The line of code you mentioned is useless unless you choose to load images of size that is different than the size you wish to use for training.
Hi @ohayonguy , I concern that pre-precessing difference (resize) will harm reproducibility. Furthermore, I recommend PIL's resize implementation, it process image with anti-aliasing; please ref to clean-fid
I am sorry, I wrote that I used opencv, but that's a mistake. I checked my code, and I actually did use PIL's implementation. Here is the code I used to down-scale FFHQ:
import os
from concurrent.futures import ProcessPoolExecutor, as_completed
from PIL import Image
from tqdm import tqdm
def downscale_image(input_path, output_path, size=(512, 512)):
with Image.open(input_path) as img:
img_resized = img.resize(size, Image.BICUBIC)
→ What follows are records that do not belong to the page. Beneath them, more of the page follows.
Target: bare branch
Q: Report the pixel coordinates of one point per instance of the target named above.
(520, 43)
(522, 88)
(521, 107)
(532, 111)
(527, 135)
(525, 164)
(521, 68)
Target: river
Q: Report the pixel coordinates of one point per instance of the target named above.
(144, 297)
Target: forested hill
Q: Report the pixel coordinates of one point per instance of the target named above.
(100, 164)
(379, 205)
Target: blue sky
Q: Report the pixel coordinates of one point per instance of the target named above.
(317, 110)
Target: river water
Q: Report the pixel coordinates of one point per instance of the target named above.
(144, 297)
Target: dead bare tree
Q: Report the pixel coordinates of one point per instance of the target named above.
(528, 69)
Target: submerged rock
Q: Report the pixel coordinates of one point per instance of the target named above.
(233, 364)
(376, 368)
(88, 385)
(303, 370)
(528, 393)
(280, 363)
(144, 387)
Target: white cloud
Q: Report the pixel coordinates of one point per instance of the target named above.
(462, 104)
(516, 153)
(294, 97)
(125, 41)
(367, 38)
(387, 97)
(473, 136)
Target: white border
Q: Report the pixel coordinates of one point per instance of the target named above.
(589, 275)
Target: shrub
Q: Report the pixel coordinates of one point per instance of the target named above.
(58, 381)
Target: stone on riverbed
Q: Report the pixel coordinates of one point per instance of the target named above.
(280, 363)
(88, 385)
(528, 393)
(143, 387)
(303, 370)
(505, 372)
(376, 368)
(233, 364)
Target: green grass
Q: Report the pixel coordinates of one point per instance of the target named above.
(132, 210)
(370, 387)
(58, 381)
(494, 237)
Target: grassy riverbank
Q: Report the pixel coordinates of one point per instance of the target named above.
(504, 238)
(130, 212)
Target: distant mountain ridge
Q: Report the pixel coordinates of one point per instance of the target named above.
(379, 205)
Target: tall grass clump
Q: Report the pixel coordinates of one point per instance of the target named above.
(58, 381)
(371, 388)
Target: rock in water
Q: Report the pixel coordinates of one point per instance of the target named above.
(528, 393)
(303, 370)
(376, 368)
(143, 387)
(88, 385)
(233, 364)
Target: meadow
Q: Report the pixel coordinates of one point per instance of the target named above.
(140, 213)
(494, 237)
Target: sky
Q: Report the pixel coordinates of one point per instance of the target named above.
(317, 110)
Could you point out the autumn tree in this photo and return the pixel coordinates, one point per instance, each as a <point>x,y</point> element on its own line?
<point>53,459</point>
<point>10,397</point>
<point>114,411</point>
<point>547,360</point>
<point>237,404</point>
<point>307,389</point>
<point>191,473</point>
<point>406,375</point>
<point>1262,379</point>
img_resized.save(output_path)
return input_path
def process_images(input_folder, output_folder, size=(512, 512)):
if not os.path.exists(output_folder):
os.makedirs(output_folder)
image_files = [f for f in os.listdir(input_folder) if f.lower().endswith(('.png', '.jpg', '.jpeg', '.gif', '.bmp'))]
total_images = len(image_files)
with ProcessPoolExecutor() as executor:
futures = []
for image_file in image_files:
input_path = os.path.join(input_folder, image_file)
output_path = os.path.join(output_folder, image_file)
futures.append(executor.submit(downscale_image, input_path, output_path, size))
with tqdm(total=total_images, desc="Processing Images", unit="image") as pbar:
for future in as_completed(futures):
processed_file = future.result() # This will raise any exceptions that occurred during processing
pbar.update(1)
pbar.set_postfix(file=os.path.basename(processed_file), refresh=False)
process_images(
input_folder="./data/ffhq1024",
output_folder="./data/ffhq512",
size=(512, 512),
)
Notice that this is only for resizing the ground-truth images. But to resize degraded images (e.g., of low resolution) back to 512x512, we use the bilinear kernel. This is common practice.
I disagree that resizing FFHQ using bilinear instead of bicubic will cause significant differences in training. It will just mildly change the distribution of the ground-truth images. Regardless, we did mention explicitly in the paper that we used the bicubic kernel, so I am not sure what do you mean by "harm reproducibility." Could you please elaborate? :)
I disagree that resizing FFHQ using bilinear instead of bicubic will cause significant differences in training. It will just mildly change the distribution of the ground-truth images
Yes, it should only have mild influence on visual results, but as stated in clean-fid paper, image processing lib will affects metrics like FID significantly. In terms of reproducibility, your work is very good already, thanks! I just suggest adding instruction about how to resize FFHQ to further enhance it.
@Luciennnnnnn Ahh I see what you mean. Though, clean-fid is quite an old package, and the image you shared showing the antialiasing caused from different packages is from 3 years ago. Do you think that the same issues will arise when using more recent versions of torch (e.g., >=2), which, does implement antialiasing for bilinear and bicubic kernels on default?
I will add the instructions on FFHQ! Many thanks for pointing this out! Appreciate it :)
torchvision has already resolved its aliasing issues and now aligns with PIL's behavior in recent versions. However, OpenCV may still maintain its original behavior. If you're interested in exploring this further, I encourage you to test it out; Its simple to do that. By the way, just mention what you use in experiments is enough for users.